The Standard & Poor’s 500 reached a year-to-date high close yesterday as investors continue to find more good than bad in corporate earnings announcements. With more than 40 percent of the component companies of the S&P 500 reporting so far, more than 75 percent have exceeded consensus analyst estimates. With both guidance and analysts’ projections so low prior to the start of the reporting cycle, the key message appears to be that investors see a silver lining if profits beat expectations — even if those expectations have been reduced. A series of key announcements are on deck today, including health care giant Johnson & Johnson, which exceeded analyst forecasts on pharmaceutical sales by posting a profit of $1.68 per share versus consensus estimates of $1.65, as well as tobacco king Philip Morris International, which today guided full-year earnings higher on a slowdown in the U.S. dollar’s rise.

Goldman Sachs profits decline by 60 percent but still beat estimates. Results for the first quarter released today by Goldman Sachs Group included a sharp year-over-year plunge in both revenues and profits as pressures on fixed-income trading weighed heavily on Wall Street. At $2.68 per share, the New York bank beat consensus analyst estimates of $2.48 despite total revenues falling below expectations. The outperformance in earnings margin was the result of aggressive cost cutting. Goldman is the last major Wall Street bank to announce this earnings cycle.

Chinese consumer appetite drives consolidation. Bloomberg today reported that a group of investors headed by China’s sovereign wealth fund has approached Louisville, Kentucky’s Yum! Brands in a bid to acquire that company’s mainland operation, which includes more than 7,000 Pizza Hut and Kentucky Fried Chicken outlets. Other investors reportedly taking part in the proposed buyout, which could exceed $7 billion in total cost, include alternative-asset giant KKR & Co. A group led by Shanghai Pengxin Group announced today that it had agreed to acquire Australia’s S. Kidman & Co. Valued at more than $250 million, the acquisition will provide the Chinese firm with ranch lands amounting to more than 1 percent of Australia’s total land mass as it seeks to capitalize on expanding demand for beef at home.

Japanese Seven-Eleven operator appeases activists. Today Seven & i Holdings Co., the Tokyo-based company that operates Seven-Eleven stores throughout Japan, announced that Ryuichi Isaka, who had been running the popular retail chain in Japan, would be promoted to president of the parent company.
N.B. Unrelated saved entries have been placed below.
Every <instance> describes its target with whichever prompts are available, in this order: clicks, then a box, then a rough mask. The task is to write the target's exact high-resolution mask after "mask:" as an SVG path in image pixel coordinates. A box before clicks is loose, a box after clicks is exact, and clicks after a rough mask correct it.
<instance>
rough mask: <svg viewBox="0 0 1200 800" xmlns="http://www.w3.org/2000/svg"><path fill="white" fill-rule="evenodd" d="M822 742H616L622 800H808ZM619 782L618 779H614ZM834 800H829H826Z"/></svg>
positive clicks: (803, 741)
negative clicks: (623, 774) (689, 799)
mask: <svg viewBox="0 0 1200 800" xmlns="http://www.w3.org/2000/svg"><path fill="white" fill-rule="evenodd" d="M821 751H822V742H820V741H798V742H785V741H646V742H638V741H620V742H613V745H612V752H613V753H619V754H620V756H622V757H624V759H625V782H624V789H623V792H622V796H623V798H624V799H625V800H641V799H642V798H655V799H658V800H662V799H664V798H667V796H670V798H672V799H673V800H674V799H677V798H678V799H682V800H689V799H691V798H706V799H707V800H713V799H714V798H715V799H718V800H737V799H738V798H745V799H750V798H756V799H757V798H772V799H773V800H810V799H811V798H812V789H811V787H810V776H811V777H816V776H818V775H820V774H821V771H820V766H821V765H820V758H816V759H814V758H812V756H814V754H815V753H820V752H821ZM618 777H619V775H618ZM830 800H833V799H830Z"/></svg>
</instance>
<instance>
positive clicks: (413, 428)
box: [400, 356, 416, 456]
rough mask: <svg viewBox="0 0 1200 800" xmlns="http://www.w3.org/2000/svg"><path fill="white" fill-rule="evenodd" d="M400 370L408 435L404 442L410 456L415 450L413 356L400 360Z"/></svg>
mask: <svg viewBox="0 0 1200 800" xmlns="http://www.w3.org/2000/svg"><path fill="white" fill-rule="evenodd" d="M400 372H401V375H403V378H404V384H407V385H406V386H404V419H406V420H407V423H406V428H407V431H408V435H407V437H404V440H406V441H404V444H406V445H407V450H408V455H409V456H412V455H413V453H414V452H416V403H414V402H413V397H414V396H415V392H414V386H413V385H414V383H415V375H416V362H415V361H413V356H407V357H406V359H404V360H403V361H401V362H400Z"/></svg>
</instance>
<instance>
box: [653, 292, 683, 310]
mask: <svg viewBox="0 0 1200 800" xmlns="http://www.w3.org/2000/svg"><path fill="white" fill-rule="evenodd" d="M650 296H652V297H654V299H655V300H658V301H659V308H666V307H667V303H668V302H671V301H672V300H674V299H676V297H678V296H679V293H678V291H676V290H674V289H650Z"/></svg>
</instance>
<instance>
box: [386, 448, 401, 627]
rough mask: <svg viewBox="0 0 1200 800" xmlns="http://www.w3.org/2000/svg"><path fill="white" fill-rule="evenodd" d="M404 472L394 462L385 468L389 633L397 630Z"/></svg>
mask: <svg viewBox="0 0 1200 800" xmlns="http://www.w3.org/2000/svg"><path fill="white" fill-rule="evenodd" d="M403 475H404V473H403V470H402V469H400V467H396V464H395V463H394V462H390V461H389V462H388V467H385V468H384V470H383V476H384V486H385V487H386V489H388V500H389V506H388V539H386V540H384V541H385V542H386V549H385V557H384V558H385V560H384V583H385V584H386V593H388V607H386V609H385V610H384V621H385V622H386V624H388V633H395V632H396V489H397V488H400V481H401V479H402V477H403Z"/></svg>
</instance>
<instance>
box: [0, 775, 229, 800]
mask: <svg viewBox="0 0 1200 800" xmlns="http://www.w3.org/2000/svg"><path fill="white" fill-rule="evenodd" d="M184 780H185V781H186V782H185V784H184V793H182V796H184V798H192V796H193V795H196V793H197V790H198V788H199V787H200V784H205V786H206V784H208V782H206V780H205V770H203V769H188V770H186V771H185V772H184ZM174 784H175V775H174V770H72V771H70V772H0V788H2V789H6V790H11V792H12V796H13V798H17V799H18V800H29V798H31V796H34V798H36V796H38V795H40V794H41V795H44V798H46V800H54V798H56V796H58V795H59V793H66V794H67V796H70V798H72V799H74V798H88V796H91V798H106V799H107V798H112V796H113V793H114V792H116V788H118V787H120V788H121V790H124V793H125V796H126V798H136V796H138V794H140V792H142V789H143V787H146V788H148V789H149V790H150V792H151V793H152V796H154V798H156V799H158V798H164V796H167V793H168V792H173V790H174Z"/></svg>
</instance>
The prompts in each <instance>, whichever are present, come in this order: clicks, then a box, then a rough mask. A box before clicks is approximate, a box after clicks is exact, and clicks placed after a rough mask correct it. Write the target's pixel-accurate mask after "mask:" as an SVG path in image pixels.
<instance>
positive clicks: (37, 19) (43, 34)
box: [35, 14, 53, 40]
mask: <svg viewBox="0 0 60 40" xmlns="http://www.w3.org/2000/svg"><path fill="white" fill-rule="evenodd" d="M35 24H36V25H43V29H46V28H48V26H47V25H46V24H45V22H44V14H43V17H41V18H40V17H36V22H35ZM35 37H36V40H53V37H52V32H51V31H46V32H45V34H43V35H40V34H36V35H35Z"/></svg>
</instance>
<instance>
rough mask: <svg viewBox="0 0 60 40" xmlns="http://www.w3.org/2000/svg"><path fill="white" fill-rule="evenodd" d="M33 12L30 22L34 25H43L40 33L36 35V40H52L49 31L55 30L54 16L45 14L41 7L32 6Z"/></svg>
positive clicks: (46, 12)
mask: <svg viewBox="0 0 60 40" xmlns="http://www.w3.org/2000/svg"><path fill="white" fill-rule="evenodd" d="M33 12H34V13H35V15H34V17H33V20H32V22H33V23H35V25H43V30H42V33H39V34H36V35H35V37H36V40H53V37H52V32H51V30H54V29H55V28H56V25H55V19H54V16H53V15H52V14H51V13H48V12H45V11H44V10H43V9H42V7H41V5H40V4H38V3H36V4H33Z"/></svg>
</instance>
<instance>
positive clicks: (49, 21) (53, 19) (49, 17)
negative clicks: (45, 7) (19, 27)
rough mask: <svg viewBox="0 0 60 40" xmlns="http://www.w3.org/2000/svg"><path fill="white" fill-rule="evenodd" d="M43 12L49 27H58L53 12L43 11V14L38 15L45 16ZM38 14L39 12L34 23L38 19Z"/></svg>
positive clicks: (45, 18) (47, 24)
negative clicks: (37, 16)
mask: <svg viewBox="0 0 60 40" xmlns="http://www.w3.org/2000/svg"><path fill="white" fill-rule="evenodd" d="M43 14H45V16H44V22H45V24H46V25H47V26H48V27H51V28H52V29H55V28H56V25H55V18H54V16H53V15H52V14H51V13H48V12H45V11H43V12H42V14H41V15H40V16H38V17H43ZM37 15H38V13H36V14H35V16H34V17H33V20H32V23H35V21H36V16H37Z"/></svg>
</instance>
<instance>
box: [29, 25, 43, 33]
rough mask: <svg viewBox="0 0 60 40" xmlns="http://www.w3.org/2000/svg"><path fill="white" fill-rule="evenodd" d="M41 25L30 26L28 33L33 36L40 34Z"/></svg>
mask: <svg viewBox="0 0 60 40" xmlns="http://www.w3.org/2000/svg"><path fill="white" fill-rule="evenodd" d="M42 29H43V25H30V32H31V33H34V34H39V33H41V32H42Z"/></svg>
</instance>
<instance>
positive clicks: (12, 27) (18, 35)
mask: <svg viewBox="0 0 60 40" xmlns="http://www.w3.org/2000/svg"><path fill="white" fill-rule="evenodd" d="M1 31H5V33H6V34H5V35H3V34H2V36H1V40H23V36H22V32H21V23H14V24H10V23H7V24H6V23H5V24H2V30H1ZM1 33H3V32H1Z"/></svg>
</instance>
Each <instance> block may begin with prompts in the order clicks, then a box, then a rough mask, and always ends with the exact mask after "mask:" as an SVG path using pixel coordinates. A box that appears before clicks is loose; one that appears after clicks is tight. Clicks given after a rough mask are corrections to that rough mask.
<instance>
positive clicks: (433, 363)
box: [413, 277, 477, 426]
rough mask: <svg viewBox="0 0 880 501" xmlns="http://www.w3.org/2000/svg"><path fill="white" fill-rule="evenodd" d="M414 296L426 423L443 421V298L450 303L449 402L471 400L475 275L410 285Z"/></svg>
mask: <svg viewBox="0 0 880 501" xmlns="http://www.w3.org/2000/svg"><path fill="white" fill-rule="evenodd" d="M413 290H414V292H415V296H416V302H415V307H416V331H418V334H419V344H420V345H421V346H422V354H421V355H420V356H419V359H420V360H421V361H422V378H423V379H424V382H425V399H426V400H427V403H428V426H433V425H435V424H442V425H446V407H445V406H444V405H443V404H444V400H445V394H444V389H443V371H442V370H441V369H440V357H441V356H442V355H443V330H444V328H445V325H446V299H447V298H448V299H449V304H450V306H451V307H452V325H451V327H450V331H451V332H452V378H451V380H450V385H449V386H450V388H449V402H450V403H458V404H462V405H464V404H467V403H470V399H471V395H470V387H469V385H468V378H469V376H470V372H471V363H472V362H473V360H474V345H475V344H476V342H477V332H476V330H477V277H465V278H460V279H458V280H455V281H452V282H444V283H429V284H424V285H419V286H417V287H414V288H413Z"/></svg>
The move is a victory for a group of U.S. activist investors led by Third Point CEO Daniel Loeb, who has argued that a shake-up in management at the retailer will boost shareholder value.

German investors turn bullish. The ZEW Center for European Economic Research announced today that there has a been a sharp rise in confidence among German investors with the organization’s headline sentiment index rising to 11.2 for April versus a prior 4.3. Analysts cite signals of recovering demand from China and the European Central Bank’s quantitative-easing program as primary drivers for the upbeat reading.

Roche positive on approval for cancer treatment. Basel, Switzerland-based Roche Holding on Tuesday announced that it is confident that atezolizumab, a new drug the company has developed to assist the immune system fight cancer, will receive regulatory approval in the U.S. within the year. The drug is specifically targeted against bladder cancer, which accounts for roughly 5 percent of all new cancer diagnoses among Americans each year, according to the American Cancer Society.